History of Community
Early History
The Town of Troutman’s roots goes back to the 1750s, when immigrants from Pennsylvania, New Jersey and Maryland first arrived to take advantage of the abundant free land in North Carolina’s Piedmont region.
They cleared farms, built cabins and barns, raised livestock, planted crops and traded furs. They made lives for themselves.
One of the newcomers was eleven-year-old John Jacob Trautman (original spelling). In 1778, he and his mother moved from Rockwell (in Rowan County) after his father’s death.
Trautman instantly became a landowner; local historical records show that a deed for the purchase of 200 acres of land at the head of “Norrids Creek” (Norwoods Creek), just west of the present town of Troutman, was issued in the name of Jacob Troutman on April 1, 1778.
More land was purchased in the following years, sometimes hundreds of acres at a time. All totaled, Jacob Troutman is said to have held title to around two thousand acres, as he bought and sold land quite freely in the midst of his other duties. His tombstone epitaph describes him as “… a carpenter, hat maker, cooper, stockman, school teacher, and Realtor.”
Troutman married in 1795, to Margaret Fesperman, and they had eight children together. Their second child, John Jacob, Jr., like his father, was also called Jacob. The younger Jacob married a Statesville woman named Anne Wolford, and they had seven children together. It is actually Anne and the couple’s surviving five children (two died in early childhood) who cemented the family name in local Piedmont history.
In 1853, 22 years after Jacob Jr. had died, Anne Troutman, along with her two grown sons, Sidney and Jacob, and her three younger daughters, built a home and wagon workshop close by a fork in the old Charlotte Road, where Perth Church Road branched off westward to the Catawba River (today, this area is downtown Troutman).
These were the main wagon roads for the area at the time and saw regular traffic throughout the year. Sidney Troutman was a skilled wagonsmith and ironworker, and it was the perfect spot to ply the trade. So, the Troutman brothers began repairing and building wagons at their new homestead. They shipped their iron in from Richmond, Virginia, and procured their oak, pecan, and hickory wood locally. There was a steady flow of freight wagons going past their new homestead, and the craftsmanship of the Troutman men was well-received.

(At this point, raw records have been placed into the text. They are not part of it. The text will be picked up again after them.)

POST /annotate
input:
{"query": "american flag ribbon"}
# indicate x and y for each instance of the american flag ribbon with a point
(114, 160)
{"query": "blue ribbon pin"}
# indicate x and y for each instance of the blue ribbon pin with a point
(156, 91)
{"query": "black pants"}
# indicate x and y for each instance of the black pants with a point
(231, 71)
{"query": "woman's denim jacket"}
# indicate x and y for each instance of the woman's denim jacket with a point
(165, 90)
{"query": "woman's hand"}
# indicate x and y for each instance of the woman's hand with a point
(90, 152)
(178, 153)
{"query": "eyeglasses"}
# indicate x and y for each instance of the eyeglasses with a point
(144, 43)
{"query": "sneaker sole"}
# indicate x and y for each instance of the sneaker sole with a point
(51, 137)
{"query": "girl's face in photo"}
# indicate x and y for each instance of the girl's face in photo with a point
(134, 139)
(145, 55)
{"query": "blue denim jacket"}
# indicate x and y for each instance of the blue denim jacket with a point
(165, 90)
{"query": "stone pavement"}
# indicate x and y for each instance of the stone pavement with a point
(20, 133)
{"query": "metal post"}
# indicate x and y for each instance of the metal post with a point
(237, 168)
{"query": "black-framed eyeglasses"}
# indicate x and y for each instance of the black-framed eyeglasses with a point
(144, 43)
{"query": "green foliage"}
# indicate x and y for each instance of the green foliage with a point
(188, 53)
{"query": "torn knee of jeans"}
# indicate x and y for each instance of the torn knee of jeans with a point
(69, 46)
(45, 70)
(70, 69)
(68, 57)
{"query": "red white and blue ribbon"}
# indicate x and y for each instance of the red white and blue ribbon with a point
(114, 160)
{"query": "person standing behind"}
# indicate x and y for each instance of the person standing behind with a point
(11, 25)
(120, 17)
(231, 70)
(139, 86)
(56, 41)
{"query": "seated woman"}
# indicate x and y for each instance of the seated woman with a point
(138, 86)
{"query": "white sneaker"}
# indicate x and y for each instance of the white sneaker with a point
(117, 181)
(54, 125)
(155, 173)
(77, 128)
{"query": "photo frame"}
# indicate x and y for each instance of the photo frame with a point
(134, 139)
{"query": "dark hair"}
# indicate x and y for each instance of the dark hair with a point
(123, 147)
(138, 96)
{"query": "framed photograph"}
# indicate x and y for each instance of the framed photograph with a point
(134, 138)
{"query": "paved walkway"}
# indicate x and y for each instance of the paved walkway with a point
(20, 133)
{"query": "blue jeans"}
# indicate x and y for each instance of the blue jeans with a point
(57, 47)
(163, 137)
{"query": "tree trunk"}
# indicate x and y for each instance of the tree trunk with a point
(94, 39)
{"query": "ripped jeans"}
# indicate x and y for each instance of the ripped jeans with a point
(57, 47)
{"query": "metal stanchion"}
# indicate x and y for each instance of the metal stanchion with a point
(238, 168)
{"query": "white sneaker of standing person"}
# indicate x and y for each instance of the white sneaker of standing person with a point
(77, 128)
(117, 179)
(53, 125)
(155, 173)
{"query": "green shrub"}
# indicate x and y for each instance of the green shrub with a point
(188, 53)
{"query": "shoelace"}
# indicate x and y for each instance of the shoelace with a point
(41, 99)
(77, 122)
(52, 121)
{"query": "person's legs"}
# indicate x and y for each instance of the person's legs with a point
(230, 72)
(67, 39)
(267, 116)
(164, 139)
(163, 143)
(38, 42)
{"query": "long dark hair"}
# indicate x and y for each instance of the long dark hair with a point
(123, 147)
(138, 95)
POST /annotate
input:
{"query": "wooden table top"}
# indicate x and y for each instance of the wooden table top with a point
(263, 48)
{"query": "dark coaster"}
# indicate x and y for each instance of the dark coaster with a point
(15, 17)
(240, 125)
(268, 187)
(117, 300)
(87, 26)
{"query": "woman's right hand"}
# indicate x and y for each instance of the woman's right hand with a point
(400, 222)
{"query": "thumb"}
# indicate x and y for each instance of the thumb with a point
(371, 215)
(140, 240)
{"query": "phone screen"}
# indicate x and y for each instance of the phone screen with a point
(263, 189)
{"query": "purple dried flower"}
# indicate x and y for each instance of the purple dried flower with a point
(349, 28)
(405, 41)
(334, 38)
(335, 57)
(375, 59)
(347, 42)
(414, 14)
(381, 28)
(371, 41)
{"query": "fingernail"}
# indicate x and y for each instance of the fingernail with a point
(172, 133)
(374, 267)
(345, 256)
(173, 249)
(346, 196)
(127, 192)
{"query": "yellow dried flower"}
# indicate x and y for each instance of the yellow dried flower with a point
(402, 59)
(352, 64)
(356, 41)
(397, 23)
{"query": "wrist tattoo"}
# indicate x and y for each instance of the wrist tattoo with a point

Over the following years, as the family’s reputation and holdings flourished, people began referring to the crossroads simply as Troutman’s, and the name stuck.
In 1855, the Troutman family’s wagon works once again proved very beneficial for the increased wagon traffic that newly started railroad construction brought. Railroad construction required that materials and workers be brought in, and, as the tracks progressed, a big camp for railroad workers was built near Troutman.
Three years later on October 1, 1858, Statesville held a day-long celebration when the railroad was officially opened. Statesville now had both east-west and north-south rail connections that put the city on the map. It was also a turning point for the budding village of Troutman, which now had about 60 permanent residents. Although not formally incorporated as a town, it was now a regular passenger and freight stop on the AT&O line.
By 1862, nine Confederate dollars bought passengers a seat on a train pulled by a wood-fired steam locomotive all the way from Columbia, South Carolina to Statesville. Trains departed Columbia every morning at 7:30 AM, reached Troutman at 6:55 PM, and Statesville at 7:30 PM.
Unfortunately, the Troutman railroad stop was short-lived, as military necessity required that the rails from Charlotte to Statesville be ripped up and shipped to Virginia to replace track in and around the Shenandoah Valley that had been ruined by Union raiders during the Civil War.
The rails were not rebuilt until 1870, and Troutman Depot was once again listed on the railroad schedule. That little depot building can be found today, relocated to a site adjacent to the Troutman family cemetery just a mile west of Town.
In the decades after the Civil War, the Troutman vicinity was home to sawmills and furniture makers. As the prime timber was cut and worked, the furniture industry gradually moved westward to Hickory and High Point. Cotton farming and textile mills became a mainstay of the local economy after that.
In 1905, Troutman residents petitioned the State Legislature to grant them an official Town Charter. Today, some 100 years later, Troutman is now home to more than 3700 people, and interest in the community continues to grow.